What motherboard do you have?


----------



## maxirb (Jul 16, 2007)

hiya matey, how to check the mother board make?   , i am using dxdiag to get all the info but cant find anything that mentioned mother board, i can see the Procesor tho..


----------



## MaverickUK (Nov 30, 2006)

Download the below program and install, once done copy and paste the motherboard info. here.

Everest Home Edition; http://www.majorgeeks.com/download4181.html

Nick.


----------



## maxirb (Jul 16, 2007)

thhink this is what i have:

Main Circuit Board b 
2.20 gigahertz AMD Athlon 64 X2 Dual Core
256 kilobyte primary memory cache
1024 kilobyte secondary memory cache 
Board: ASUSTeK Computer INC. M2N-SLI DELUXE 1.XX
Bus Clock: 200 megahertz
BIOS: Phoenix Technologies, LTD ASUS M2N-SLI DELUXE ACPI BIOS Revision 0404 08/21/2006


----------



## MaverickUK (Nov 30, 2006)

The latest BIOS version is at the top; http://support.asus.com/download/download.aspx?SLanguage=en-us&model=M2N-SLI Deluxe


----------



## maxirb (Jul 16, 2007)

Hi MaverickUK, you are a star, anyway just to confirm my confusion, my current BIOS is Phoenix - Award, but the update shown on the website is: M2N-SLI Deluxe Beta BIOS 1102
Latest beta BIOS, Is it okay to flash my Phoenix using that one? just being precautious here as 1: different name 2: Its a beta,..?

Ta


----------



## MaverickUK (Nov 30, 2006)

Try this; http://drivers.softpedia.com/get/BIOS/Asus/ASUS-M2N-SLI-Deluxe-BIOS-1102.shtml. If USB booting is an option for your motherboard, it *should* be included in this BIOS update. It will be compatible with your motherboard and as far as i'm aware it _is_ a BETA version. It's the same BIOS version as listed on the other website, however this one just adds an extra decription of what it offers as of this update.

Nick.


----------



## maxirb (Jul 16, 2007)

Hiya, ok i got the file,..
No, USB booting has never beed an option of my BIOS, however the BIOS recognize any external USB hard drive attached to the system. But again, i the BOOT option, i can only see "removable" which point to "floppy" only, no USB nothing. Do you reckon even after upgrading my BIOS, it will still unable to BOOT USB at all?

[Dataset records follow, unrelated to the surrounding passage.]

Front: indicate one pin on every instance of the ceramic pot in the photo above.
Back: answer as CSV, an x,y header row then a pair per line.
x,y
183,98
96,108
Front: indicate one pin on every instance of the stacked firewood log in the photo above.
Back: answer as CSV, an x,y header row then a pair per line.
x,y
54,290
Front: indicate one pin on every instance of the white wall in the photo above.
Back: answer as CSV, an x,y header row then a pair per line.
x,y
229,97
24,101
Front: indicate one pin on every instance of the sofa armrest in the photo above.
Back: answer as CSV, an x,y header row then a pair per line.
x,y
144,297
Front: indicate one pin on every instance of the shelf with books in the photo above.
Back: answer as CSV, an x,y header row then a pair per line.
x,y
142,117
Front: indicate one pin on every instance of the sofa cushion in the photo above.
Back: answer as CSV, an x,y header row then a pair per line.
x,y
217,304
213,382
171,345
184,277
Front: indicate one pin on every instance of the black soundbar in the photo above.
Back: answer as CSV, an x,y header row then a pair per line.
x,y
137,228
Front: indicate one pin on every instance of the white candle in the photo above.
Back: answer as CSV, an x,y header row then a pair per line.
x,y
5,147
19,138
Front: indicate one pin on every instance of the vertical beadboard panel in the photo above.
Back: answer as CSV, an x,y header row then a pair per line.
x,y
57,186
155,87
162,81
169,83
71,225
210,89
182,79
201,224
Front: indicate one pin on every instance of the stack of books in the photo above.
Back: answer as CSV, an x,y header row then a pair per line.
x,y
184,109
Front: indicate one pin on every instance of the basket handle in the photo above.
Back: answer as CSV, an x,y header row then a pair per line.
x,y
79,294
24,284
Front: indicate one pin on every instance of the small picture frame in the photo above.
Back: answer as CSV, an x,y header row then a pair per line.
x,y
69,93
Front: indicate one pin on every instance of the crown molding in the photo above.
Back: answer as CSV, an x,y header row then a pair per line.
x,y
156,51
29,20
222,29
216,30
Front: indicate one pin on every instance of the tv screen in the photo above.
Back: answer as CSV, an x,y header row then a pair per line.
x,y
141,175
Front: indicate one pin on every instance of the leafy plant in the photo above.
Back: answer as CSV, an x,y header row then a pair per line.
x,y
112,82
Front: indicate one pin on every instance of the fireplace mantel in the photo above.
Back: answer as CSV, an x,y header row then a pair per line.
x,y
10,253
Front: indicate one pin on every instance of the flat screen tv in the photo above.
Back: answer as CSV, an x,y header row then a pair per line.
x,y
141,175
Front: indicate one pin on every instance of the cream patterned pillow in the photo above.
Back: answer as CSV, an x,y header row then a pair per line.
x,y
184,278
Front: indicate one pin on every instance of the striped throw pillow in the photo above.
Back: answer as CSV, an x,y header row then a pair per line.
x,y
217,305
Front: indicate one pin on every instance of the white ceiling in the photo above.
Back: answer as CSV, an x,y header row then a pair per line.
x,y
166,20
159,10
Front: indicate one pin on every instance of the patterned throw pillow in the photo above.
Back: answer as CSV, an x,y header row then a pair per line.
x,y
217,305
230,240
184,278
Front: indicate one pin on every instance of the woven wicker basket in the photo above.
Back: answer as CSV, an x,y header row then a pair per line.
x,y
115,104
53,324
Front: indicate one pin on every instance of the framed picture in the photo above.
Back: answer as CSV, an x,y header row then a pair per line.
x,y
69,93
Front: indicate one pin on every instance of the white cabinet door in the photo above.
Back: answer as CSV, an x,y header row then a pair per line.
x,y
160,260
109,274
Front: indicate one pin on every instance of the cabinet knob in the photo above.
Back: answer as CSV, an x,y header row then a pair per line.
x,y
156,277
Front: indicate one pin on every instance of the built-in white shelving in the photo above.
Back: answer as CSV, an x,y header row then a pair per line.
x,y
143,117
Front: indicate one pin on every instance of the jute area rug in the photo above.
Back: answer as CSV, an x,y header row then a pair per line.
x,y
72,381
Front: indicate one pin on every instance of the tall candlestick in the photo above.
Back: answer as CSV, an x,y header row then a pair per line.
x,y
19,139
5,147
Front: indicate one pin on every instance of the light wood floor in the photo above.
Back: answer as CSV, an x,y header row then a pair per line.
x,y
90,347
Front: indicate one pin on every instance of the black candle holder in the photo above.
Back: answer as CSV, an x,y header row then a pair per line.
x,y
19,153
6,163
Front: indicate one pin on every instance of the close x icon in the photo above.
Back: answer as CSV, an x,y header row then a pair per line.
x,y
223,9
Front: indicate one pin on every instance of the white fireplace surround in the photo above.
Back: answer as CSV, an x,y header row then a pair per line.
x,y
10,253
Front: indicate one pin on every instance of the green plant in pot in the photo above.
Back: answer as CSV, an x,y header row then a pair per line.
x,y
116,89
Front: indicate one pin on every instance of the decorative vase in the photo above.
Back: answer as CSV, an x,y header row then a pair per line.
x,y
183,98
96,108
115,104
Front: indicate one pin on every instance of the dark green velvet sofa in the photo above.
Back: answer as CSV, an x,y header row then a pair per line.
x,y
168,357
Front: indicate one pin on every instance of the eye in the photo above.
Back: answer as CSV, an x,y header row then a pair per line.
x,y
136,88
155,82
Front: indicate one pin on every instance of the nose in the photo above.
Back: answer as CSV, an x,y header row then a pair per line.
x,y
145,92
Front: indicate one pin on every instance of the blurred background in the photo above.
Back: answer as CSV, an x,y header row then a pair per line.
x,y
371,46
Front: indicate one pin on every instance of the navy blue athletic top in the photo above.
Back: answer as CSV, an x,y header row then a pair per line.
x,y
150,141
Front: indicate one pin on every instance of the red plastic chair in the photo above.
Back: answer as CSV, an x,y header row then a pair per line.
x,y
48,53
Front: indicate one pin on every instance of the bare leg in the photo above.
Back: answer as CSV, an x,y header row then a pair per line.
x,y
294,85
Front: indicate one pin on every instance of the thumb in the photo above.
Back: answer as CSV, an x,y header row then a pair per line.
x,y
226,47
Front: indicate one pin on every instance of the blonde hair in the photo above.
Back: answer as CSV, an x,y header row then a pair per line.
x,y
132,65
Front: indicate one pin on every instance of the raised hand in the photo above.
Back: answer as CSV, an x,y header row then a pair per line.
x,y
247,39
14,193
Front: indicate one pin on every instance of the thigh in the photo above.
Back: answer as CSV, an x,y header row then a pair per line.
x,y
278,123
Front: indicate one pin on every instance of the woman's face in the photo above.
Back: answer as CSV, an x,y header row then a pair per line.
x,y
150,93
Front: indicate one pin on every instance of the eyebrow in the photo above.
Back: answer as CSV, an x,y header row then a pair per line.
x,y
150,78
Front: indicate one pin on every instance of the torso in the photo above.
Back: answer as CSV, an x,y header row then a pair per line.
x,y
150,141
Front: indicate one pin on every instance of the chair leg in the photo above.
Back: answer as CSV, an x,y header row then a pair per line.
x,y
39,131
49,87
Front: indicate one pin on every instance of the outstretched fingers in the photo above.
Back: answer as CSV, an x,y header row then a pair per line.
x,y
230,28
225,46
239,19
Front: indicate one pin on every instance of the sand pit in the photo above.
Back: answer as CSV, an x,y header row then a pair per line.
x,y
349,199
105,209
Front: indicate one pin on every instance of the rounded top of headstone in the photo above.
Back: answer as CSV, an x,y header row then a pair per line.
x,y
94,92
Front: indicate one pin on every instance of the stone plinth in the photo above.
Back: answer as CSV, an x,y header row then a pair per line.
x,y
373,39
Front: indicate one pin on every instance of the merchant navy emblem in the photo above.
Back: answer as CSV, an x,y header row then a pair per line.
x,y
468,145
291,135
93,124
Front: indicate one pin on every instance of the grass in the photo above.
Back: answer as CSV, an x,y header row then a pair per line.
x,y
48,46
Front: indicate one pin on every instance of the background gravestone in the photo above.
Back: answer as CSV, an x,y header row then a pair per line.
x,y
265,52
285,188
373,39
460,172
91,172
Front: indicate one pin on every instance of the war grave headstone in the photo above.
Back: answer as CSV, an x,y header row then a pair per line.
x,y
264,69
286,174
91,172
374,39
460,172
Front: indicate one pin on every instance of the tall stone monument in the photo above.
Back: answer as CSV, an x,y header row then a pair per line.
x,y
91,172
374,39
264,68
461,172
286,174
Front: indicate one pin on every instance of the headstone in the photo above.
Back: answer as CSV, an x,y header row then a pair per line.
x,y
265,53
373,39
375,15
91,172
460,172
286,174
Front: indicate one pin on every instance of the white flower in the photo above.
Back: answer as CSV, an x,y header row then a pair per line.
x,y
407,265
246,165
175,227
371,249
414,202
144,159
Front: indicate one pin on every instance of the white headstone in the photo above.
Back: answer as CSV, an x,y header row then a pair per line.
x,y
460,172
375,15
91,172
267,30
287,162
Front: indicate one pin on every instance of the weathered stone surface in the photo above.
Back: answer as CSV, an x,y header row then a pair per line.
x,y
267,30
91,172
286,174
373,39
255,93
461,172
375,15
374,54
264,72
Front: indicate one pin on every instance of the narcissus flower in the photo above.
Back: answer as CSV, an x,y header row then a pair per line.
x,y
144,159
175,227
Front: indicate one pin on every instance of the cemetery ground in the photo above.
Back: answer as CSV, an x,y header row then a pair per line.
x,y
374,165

Now about the BIOS file, the file is a BIN extension. I tried to extract it using MagicISO, but apparently it doesnt recognized that as a CD image. I have tried to find documentation on ASUS website about how to install this, but nothing available for 1102 BIOS. Google is a bit useless as well for this case this time. One of the docs. found on ASUS is for AFLASH.exe which supposed to be used via DOS, but that is that, and i dont think the similar method will apply to that 1102,....


----------



## MaverickUK (Nov 30, 2006)

Use a floppy to copy the files.


----------